In fact, most teachers interviewed for this story reported working 50-60 hours a week for their teaching job. Second and third jobs took about 10-15 hours a week.

What kind of salary bumps would make it possible for teachers to jettison their extra jobs? Answers vary. A couple teachers said $10,000 a year. One said $20,000. Rivera said while his side job keeps him from living paycheck-to paycheck, he believes his $51,000 salary is fair.

Caitlin Snarr, a first-grade teacher at Pagosa Springs Elementary School in southwest Colorado, took a diplomatic approach to the question.

“We could be paid a little bit more,” she said. Later in the conversation, she added, “I would never want to come across as whining.”

Snarr, a fourth-year teacher, earns $35,500 a year through her teaching job, plus enough to cover her car payment by running the school’s afternoon tutoring program four days a week.

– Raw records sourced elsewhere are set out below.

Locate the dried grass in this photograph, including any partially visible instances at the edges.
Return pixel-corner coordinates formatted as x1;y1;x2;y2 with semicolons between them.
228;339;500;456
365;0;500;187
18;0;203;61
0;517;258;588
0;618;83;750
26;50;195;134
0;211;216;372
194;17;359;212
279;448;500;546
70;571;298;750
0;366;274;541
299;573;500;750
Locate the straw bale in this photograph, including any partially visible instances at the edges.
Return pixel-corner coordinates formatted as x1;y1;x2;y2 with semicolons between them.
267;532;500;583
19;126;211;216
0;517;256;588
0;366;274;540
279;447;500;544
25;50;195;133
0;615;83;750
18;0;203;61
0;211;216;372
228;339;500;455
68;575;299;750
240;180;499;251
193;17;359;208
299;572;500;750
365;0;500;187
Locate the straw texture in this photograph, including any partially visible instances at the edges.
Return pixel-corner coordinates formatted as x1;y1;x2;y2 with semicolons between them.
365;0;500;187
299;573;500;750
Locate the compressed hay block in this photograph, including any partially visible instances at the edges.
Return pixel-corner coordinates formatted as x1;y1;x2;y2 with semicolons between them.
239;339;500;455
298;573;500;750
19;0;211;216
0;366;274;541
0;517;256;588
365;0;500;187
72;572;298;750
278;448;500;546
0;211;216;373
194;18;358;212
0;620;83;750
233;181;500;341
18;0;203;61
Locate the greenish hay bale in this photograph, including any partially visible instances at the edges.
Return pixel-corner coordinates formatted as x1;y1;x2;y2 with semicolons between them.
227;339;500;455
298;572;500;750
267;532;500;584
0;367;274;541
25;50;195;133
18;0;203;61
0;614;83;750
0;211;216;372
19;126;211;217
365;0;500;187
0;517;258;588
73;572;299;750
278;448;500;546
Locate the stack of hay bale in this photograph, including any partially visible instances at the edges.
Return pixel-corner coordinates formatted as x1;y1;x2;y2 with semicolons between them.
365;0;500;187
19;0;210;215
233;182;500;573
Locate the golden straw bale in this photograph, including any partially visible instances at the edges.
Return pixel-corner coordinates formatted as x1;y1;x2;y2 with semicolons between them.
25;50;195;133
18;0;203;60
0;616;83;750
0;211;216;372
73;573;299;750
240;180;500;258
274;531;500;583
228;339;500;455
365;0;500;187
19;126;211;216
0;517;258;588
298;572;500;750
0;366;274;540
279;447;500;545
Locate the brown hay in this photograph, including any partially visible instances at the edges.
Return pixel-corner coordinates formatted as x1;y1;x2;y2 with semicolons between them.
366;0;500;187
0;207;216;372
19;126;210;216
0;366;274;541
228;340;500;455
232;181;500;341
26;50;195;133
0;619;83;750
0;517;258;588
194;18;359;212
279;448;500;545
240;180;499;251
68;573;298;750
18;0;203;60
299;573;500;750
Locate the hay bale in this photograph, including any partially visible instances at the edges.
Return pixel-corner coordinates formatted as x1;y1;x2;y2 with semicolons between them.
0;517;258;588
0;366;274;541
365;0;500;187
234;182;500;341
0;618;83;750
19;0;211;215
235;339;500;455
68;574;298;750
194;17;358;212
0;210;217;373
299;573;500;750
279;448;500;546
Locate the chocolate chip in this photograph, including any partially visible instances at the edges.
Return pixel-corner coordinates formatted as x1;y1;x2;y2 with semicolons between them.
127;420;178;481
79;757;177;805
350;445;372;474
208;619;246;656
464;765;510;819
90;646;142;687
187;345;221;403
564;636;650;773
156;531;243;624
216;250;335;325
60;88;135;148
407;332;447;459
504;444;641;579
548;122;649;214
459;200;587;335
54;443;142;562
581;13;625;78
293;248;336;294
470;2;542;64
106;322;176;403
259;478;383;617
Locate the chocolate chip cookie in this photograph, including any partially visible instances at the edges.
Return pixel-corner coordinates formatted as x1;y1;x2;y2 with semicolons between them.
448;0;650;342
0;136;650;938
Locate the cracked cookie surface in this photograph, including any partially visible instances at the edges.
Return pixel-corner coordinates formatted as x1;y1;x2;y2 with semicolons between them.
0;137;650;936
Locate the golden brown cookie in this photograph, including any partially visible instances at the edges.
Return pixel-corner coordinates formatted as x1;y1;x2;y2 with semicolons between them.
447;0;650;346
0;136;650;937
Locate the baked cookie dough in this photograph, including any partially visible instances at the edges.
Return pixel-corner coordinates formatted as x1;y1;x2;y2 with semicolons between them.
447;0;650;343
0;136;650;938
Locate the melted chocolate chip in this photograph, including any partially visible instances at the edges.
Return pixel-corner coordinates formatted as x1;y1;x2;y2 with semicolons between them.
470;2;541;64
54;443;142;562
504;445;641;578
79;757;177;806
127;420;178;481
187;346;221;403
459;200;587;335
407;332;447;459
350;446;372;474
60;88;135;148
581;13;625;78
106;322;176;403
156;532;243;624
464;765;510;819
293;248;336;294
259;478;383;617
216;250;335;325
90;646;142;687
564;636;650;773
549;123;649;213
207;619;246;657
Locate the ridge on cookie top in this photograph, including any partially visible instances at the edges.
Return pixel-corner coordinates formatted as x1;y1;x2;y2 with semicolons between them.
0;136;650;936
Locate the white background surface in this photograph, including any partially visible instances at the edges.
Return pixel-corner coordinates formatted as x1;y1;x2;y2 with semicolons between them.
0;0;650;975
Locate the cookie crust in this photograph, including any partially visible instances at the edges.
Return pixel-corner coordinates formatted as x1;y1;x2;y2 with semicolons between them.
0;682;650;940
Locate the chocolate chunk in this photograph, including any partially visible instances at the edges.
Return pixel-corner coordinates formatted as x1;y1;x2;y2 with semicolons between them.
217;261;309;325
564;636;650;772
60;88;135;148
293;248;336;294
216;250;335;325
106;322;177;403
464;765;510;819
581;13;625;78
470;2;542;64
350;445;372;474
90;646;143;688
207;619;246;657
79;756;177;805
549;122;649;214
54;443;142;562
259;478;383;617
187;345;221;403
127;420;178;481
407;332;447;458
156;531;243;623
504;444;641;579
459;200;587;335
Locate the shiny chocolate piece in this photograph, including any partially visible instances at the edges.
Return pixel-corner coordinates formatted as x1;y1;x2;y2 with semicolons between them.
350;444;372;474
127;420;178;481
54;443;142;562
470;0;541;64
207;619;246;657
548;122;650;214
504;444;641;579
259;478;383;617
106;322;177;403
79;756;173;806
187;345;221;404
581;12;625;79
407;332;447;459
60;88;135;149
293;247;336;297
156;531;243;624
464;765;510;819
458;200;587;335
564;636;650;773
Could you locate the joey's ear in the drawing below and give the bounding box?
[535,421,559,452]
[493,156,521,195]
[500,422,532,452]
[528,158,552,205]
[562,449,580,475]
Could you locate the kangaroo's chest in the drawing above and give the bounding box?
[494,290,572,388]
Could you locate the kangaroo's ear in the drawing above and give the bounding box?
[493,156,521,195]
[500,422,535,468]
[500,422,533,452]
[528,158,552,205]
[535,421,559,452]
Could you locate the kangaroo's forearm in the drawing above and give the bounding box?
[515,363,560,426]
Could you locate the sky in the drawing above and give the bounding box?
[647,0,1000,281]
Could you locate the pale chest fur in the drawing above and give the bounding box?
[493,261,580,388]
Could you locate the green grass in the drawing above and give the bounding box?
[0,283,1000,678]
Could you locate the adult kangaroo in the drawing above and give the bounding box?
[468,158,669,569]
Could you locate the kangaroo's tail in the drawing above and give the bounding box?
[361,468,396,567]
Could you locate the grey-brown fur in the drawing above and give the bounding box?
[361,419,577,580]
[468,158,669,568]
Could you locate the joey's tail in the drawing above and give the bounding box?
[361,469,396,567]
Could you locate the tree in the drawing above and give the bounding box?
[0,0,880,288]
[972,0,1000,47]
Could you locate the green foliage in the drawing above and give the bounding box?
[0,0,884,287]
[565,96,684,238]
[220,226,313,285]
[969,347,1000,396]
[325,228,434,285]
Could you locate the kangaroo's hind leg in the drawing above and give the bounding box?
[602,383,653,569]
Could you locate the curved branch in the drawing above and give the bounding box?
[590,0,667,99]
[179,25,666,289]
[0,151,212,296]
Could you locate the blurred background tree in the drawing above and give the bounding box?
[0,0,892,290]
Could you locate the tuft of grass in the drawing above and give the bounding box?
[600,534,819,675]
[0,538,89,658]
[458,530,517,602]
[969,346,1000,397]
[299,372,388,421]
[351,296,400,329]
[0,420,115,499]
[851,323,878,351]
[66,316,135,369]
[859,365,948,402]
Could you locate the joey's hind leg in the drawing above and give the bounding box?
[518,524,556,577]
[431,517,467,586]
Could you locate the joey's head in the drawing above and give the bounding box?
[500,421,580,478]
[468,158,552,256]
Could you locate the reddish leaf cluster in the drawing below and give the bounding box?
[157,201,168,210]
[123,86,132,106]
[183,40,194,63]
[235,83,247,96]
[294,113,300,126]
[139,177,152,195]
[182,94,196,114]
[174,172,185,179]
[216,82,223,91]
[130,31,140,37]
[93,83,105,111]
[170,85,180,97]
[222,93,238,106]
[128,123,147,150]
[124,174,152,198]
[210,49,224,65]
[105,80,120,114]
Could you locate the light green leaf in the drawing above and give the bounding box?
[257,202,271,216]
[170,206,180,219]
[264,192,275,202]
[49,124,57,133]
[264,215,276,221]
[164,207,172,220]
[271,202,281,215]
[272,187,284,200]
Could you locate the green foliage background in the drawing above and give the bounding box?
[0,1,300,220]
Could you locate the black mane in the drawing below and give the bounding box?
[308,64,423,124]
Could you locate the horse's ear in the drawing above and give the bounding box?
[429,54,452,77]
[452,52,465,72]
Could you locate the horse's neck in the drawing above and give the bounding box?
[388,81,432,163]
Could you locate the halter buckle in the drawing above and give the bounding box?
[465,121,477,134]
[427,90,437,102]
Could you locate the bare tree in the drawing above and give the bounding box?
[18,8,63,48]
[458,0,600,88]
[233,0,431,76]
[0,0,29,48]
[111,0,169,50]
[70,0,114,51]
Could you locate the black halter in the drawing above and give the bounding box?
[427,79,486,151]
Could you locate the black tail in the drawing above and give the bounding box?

“Down the road eventually it would be nice not to have to have a second job,” said Snarr, who has a daughter in third grade and a baby on the way.

Getting there, at least by way of a locally generated salary increase, will take community conversations about the feasibility of ballot initiatives like a mill levy override or a sales tax measure.

Snarr wants to be part of those conversations, driving the point home that extra school revenue — whether it’s for teacher salaries or anything else — “goes back to having really great opportunities for our kids.”